私がこのアルバムを知ったのはミスチルの『深海』で、フロイドっぽいとか、『The Dark Side Of The Moon』の影響を感じるというレビューを見て、これはぜひ聴いてみようと思ったのがきっかけです。確かに効果音を印象的に使っていたり、曲と曲が空白なくつながっている、コンセプトアルバムである点とか確かに影響を感じますね。

邦題の通り、「人間の内面による狂気」というコンセプトで描かれた作品で、「時間」「お金」といった誰もが心当たりのあるテーマが扱われています。その時間や老いといった後悔を描いた「Time」の歌詞は、アクティブな人間ではない私にとって、いつ聴いても強烈な歌詞で、心の中で「うああああああ」と喚いてしまいます。あかん、ワイも狂気に囚われ始めてまう・・・!

倦怠にまみれた一日を刻む時計の音
おまえはただ無雑作に時を浪費していくだけ
故郷のちっぽけな土地から出ようともせず
手をひいて導いてくれる誰かか何かを待つだけ

陽だまりの中で寝そべることに飽き飽きして
家の中から降りしきる雨を眺める毎日
若いおまえにとって人生は長く
どんなに無駄に使ってもあり余るほどだ
だが、ある日おまえは
10年があっという間に過ぎ去ったことに気づく
いつ走りだせばいいのか、誰も教えてはくれない
そう、おまえは出発の合図を見逃したのだ

「Time」

訳詞引用元:Pink Floyd - Dark Side of the Moon / 狂気


ただ前作の『Meddle』が好きな私としては、ちょっと好きになり切れない部分があったんですね。まずサウンドがくっきりと明快になったこと。前作まではどちらかと言えば不明瞭でおぼろげなサウンドで、それがフロイドの幻想的な音世界に浸れる要素だったのですが、今作ではそれが少し失われてしまったように思いました。

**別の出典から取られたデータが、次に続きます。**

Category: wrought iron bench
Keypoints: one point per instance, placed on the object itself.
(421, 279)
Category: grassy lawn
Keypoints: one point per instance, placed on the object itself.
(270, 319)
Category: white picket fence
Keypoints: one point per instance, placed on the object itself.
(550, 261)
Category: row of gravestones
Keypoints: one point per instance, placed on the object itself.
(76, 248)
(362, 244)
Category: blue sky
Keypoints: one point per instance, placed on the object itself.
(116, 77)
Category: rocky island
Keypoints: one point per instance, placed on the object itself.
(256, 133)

あとは良くも悪くも歌詞に大きく焦点が当たっているのも気になります。これまでのフロイドは音だけで世界観を表現できるバンドだったのですが、今作では歌詞が前面に出てきて、言葉で世界観を表現する、悪く言うと安易な手段をとってしまったように感じます。このアルバム制作時では、一つの方法論としての挑戦だったのかもしれませんが、後の『Wish You Were Here』『Animals』『The Wall』でも同じやり方で、その結果まず言及されることが歌詞の内容になってしまったこともあり、なんというか、クリエイティブな音楽家という点においては、決して良かったとは言い切れない変化が出てきた作品だったのかなと思います。

そういう意味では、このアルバムはピンクフロイドの過渡期にあたる作品であり、これまでのフロイドが出していた幻想的な音世界と、後の作品につながる印象的な歌詞が両方とも内在された、フロイドのおいしいところが詰まった作品だと思います。あと世界観が分かりやすくなったこともあり、その結果全世界で5000万枚以上の売上を上げることができたんでしょう。


本当は評価を★★★くらいにしようと思っていましたが、「The Great Gig In The Sky」や「Us And Them」を聴いて、印象より幻想的な部分は残っていて、自分の中で思ったよりいいアルバムだなと再認識しました。上述の通り、幻想的だけど抽象的で分かりにくいこれまでのフロイドと、歌詞が印象的で分かりやすい後のフロイドの部分が、ギリギリのバランスでうまく混ざり合った作品なんだなと。

私自身は、ピンクフロイドの魅力は、ロジャーウォーターズが書く印象的な歌詞ではなく、リチャードライトを中心に出される幻想的な音にあったんだと改めて思いました。